In 1923, Mayavaram was flooded due to a heavy downpour. As a flood relief measure, Monks from Ramakrishna Mission travelled to the area. They needed a local contact person who could interact with people affected by the flood, to measure the severity of the flood. Muthukrishnan spoke Tamil, Telugu and English, so he was well suited to help. This interaction led to a growing interest in the Ramakrishna Order, which he later joined at the age of 25, a decision supported by his mother. While his father was initially apprehensive of the idea, eventually he came around to support his son, influenced by the mother's support.

Kalki Krishnamurthy was his childhood friend. To Kalki, his friend Muthukrishnan was a courageous boy who supported him when other boys threatened him.

===Editor===
He worked as an editor for Sri Ramakrishna Vijayam magazine for some time. During that time, as per Swami Rudrananda's request, Kalki Krishnamurthy translated the book Our Mother Land by Swami Vivekananda into Tamil.

===Fiji===
Rudrananda was sent to Fiji by the Ramakrishna Mission in 1939, as Swami Avinashananda moved to Sri Lanka, to assist Then India Sanmarga Ikya (T.I.S.I.) Sangam in its religious and cultural activities. Swami Rudrananda consolidated and expanded the activities of T.I.S.I. Sangam based at Sangam Ashram in Nadi.

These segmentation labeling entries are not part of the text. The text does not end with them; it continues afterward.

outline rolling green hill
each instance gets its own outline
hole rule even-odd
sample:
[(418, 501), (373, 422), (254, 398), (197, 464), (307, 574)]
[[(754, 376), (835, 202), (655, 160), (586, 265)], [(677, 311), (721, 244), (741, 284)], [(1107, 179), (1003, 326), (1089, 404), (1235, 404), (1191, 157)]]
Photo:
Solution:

Swami Rudrananda was fondly called a "SarkkariSami", as he was working for the betterment of sugar cane workers in Fiji.

He implemented several measures, notably that Sangam work for all people instead of serving only south Indians. A saffron colored flag was designed for Sangam. Education and Temple constructions were considered as primary needs.

Swami Rudrananda was the first to introduce multiracial and multicultural activities in Fiji to bring the ethnic groups together. He made sure that the Sangam schools and Sri Vivekananda High School were open to all ethnic groups. Swami Rudrananda also organised interfaith services.

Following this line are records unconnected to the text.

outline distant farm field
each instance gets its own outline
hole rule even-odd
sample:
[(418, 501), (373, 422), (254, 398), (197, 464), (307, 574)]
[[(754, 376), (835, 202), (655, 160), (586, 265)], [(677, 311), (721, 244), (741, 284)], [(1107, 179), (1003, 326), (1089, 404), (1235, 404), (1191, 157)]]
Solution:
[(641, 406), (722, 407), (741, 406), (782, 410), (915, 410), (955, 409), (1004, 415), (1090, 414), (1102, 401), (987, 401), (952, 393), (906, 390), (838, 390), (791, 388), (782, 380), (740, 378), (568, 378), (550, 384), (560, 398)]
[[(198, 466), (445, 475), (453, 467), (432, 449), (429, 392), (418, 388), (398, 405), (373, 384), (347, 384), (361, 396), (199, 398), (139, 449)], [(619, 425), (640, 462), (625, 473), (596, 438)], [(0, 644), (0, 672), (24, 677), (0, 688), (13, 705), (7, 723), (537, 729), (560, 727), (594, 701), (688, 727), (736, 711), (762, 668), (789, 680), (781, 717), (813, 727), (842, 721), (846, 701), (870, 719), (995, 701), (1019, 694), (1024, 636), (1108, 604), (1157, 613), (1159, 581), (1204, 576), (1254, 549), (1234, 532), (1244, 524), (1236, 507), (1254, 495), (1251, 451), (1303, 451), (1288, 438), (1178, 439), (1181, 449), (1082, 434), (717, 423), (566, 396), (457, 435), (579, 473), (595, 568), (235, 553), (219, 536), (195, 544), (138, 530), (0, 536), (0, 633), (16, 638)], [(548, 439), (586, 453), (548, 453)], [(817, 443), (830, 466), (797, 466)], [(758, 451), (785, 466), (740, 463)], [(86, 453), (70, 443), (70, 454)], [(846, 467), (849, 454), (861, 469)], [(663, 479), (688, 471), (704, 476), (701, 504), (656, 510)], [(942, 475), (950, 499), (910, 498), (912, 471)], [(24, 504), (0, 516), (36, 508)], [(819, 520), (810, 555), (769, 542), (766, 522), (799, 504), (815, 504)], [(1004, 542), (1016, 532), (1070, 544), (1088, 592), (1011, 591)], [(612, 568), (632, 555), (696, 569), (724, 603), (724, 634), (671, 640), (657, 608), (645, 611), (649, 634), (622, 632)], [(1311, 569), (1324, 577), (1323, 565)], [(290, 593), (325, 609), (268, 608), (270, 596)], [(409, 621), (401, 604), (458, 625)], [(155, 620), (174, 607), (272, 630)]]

He acquired properties for Sangam including freehold land at Savusavu (130 acres) and Madhuvani, Rakiraki (1037 acres). The Sangam Sarada Printing Press was started, on 15 August 1948, to address the educational needs of the community at large.

Publications like Sangam in Tamil, Pacific Review in English, Jagriti in Hindi, and Na Pacifica in Fijian were published and circulated to give voice to the Indian community.

Although Rudrananda initially refused to take part in union or political activities, he worked with A. D. Patel to help found the Maha Sangh. During the 1943 strike, the government restricted his movements amid calls for deportation to India. He remained an active member of the Federation Party. During the strike, he was sentenced to imprisonment with hard labor along with Patel.

In 1951, Rudrananda attempted to amalgamate the Sangam and Ramakrishna Mission into a single organization. This was seen by some South Indians as an attempt by the mission to take over the assets of the Sangam. There was widespread protest, although the founder of the Sangam, Sadhu Kuppuswami, supported Rudrananda. A compromise was reached when the Sri Vivekananda High School was transferred to the Mission and the Sangam ran its schools.

===Tirukkural in Fiji===
He got Dr. Berwick to translate the Thirukkural into Fijian.